Using the high inflation and harsh interest rate hikes of the 1980s as a model, McFee draws many parallels between that crisis (when home prices plunged 12%) and today, with banks back then also failing to strengthen or diversify their balance sheets—a primary cause of bank failures this year.
“This diagnosis could easily be applied to today’s U.S. regional banks simply by substituting mortgage loans for commercial real estate loans,” McFee claimed.
Oxford Economics recently downgraded their forecast for overall GDP growth based on an anticipation of more restrictive credit conditions and a subsequent decrease in consumer spending. A “baseline” scenario would still see more bank failures and more pain in real estate markets.
As far as effects on real estate markets, the firm anticipates more drops in overall prices, but with “limited losses” due to improved underwriting standards. “The ability to resolve failing institutions,” as was the case with the three regional banks that have failed thus far, will “help to limit the impact on the wider economy.”
“This is still the most likely scenario for the economy thanks to the improvements in bank regulation made over the past 15 years,” McFee wrote. “Higher capital and liquidity ratios as well as the ability to resolve failing institutions quickly should help to limit the impact on the wider economy. But uncertainty is high because of patchy bank supervision and the magnitude of the shocks hitting real estate markets.”

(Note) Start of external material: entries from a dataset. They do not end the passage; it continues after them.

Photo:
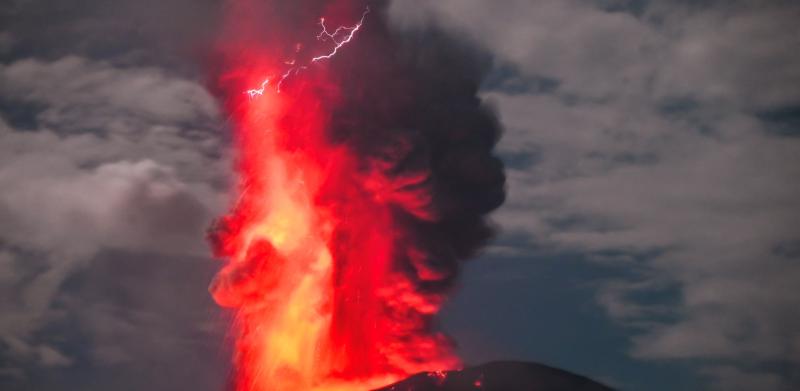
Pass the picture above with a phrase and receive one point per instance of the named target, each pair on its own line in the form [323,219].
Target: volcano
[498,376]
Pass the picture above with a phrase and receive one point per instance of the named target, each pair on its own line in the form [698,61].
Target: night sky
[649,240]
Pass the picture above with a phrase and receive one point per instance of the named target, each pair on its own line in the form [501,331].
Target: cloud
[102,159]
[639,144]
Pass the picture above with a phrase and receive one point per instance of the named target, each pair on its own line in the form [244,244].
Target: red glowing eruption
[311,240]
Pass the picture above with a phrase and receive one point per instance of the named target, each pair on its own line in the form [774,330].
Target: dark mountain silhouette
[499,376]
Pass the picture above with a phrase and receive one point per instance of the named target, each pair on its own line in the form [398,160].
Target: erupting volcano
[365,172]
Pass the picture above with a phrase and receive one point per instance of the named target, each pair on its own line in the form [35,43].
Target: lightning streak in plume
[324,35]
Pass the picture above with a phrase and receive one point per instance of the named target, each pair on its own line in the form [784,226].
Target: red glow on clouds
[311,241]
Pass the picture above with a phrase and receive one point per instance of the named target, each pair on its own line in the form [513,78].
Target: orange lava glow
[309,247]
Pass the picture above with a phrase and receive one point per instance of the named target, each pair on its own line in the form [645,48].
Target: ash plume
[393,151]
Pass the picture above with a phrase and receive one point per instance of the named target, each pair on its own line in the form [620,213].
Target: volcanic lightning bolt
[350,219]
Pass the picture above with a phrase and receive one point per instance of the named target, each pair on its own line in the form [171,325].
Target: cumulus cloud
[97,160]
[635,138]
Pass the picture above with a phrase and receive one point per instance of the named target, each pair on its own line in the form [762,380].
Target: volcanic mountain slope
[498,376]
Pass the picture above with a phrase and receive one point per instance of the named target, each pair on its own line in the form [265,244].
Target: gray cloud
[647,152]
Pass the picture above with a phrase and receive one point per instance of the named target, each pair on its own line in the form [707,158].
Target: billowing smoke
[364,183]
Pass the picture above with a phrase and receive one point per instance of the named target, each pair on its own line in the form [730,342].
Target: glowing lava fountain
[338,252]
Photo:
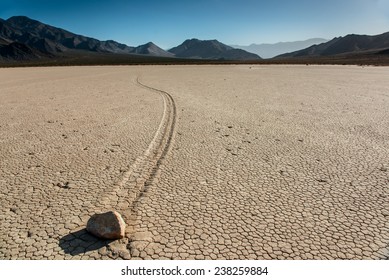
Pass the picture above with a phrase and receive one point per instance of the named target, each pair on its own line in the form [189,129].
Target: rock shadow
[80,242]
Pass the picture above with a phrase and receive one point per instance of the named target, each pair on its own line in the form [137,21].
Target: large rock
[109,225]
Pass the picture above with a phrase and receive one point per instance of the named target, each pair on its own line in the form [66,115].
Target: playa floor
[203,162]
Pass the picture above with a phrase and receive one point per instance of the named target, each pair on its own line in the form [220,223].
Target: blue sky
[169,22]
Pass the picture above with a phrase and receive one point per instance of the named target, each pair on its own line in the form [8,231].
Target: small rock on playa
[109,225]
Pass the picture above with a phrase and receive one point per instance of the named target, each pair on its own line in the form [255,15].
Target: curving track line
[135,181]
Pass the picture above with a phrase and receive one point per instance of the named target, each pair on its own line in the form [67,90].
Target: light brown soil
[204,162]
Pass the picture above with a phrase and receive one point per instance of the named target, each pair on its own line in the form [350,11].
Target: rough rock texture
[109,225]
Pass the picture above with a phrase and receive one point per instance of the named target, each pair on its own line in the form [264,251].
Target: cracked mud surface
[204,162]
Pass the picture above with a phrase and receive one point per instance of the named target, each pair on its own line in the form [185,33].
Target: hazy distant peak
[351,43]
[210,49]
[272,50]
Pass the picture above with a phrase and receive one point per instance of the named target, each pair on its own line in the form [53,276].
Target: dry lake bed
[203,162]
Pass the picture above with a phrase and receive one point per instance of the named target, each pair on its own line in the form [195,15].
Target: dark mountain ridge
[210,49]
[22,38]
[350,44]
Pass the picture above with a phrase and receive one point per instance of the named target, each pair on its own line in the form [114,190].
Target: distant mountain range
[272,50]
[22,38]
[210,49]
[350,44]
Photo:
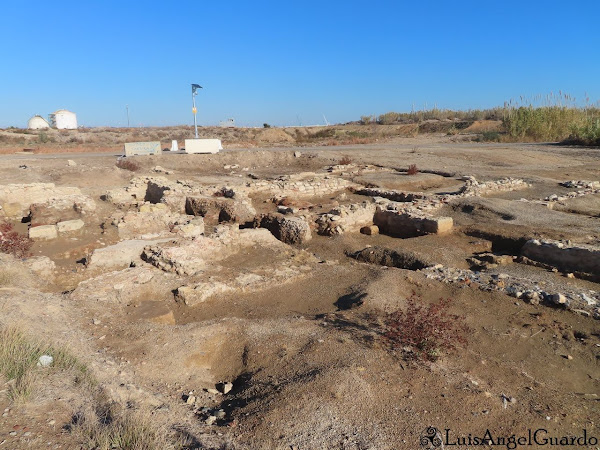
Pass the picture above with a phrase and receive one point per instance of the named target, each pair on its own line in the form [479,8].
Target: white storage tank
[37,122]
[63,120]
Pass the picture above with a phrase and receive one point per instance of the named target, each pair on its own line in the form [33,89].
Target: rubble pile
[583,302]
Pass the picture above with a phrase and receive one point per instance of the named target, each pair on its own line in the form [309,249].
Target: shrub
[345,160]
[43,138]
[105,429]
[365,120]
[422,332]
[489,136]
[587,134]
[19,356]
[128,164]
[12,242]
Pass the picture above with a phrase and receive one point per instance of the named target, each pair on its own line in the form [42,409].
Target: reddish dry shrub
[12,242]
[424,332]
[128,164]
[345,161]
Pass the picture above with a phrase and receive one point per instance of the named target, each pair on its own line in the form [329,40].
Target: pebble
[558,299]
[45,361]
[210,420]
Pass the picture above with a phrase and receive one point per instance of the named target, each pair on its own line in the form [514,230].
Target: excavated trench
[391,258]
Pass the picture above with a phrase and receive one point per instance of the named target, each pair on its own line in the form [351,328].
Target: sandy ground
[308,373]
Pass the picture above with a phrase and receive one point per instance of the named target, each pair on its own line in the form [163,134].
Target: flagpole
[194,110]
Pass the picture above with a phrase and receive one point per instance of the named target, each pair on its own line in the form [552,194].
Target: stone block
[69,225]
[438,225]
[43,232]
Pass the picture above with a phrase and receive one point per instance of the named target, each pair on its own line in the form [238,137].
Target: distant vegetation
[543,118]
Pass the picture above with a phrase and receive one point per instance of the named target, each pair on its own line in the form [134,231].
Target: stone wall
[569,258]
[301,186]
[346,218]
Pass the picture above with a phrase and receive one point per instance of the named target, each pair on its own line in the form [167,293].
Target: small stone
[558,299]
[370,230]
[45,361]
[225,388]
[210,420]
[532,297]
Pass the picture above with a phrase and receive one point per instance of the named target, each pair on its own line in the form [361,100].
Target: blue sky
[287,63]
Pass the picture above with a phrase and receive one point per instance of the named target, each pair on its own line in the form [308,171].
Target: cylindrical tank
[64,120]
[37,123]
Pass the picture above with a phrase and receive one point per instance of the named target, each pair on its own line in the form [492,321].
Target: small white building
[37,122]
[63,120]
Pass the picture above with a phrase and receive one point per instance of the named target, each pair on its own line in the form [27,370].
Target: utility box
[142,148]
[203,145]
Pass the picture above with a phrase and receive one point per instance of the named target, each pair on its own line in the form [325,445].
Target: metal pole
[194,111]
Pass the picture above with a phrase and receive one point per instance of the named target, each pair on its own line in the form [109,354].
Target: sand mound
[274,135]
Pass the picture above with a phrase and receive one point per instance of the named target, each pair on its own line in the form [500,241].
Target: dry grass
[19,356]
[12,276]
[105,429]
[128,164]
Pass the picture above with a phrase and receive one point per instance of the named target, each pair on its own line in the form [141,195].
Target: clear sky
[288,62]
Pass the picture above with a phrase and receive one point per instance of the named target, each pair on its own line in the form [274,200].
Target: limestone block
[69,225]
[43,232]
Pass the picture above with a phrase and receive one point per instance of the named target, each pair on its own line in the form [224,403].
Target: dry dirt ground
[237,268]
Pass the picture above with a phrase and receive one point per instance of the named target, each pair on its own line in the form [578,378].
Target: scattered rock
[43,232]
[45,361]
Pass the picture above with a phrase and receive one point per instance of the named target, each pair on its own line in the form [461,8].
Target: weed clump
[424,332]
[412,170]
[128,164]
[345,160]
[19,356]
[12,242]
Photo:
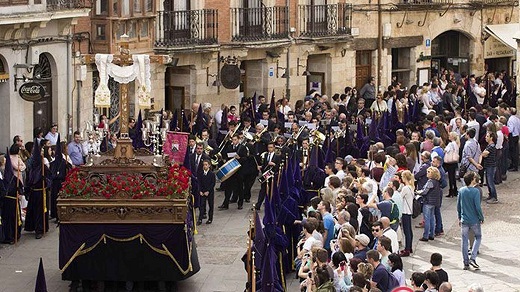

A more painful scenario sees real estate prices—particularly in the commercial sector, where recent changes around climate, remote work and ecommerce make valuation difficult—fall more precipitously. This type of recession would still be relatively mild, but could spill into international markets, McFee said.
“In our scenario, the tightening in credit conditions certainly doesn’t help (residential) housing markets, but it’s the weakening in the labor market that drives prices down further. On top of the falls we expect in our baseline, prices in the U.S. slump by a further 10% and by around 7% more in the core European markets,” McFee wrote.
Office and industrial would be hit the hardest due to “softer starting valuations.” McFee said he still anticipates a relatively fast recovery—though other, more ugly possibilities, exist.
Even at the baseline, however, where real estate prices remain resilient and bank failures are isolated, McFee anticipates higher interest rates that remain elevated for longer, and a “prolonged period of tight monetary conditions.” And he admits that predictions around future credit conditions are inherently uncertain, with bank surveys only offering a fuzzy outlook of what could happen.
“(S)urveys only tell us the net percentage of banks tightening lending criteria since the last period, as well as their future expectations,” McFee writes. “They don’t tell us about the absolute level of tightening nor the method they will use, which makes it difficult to get an accurate read of the full impact on the economy.”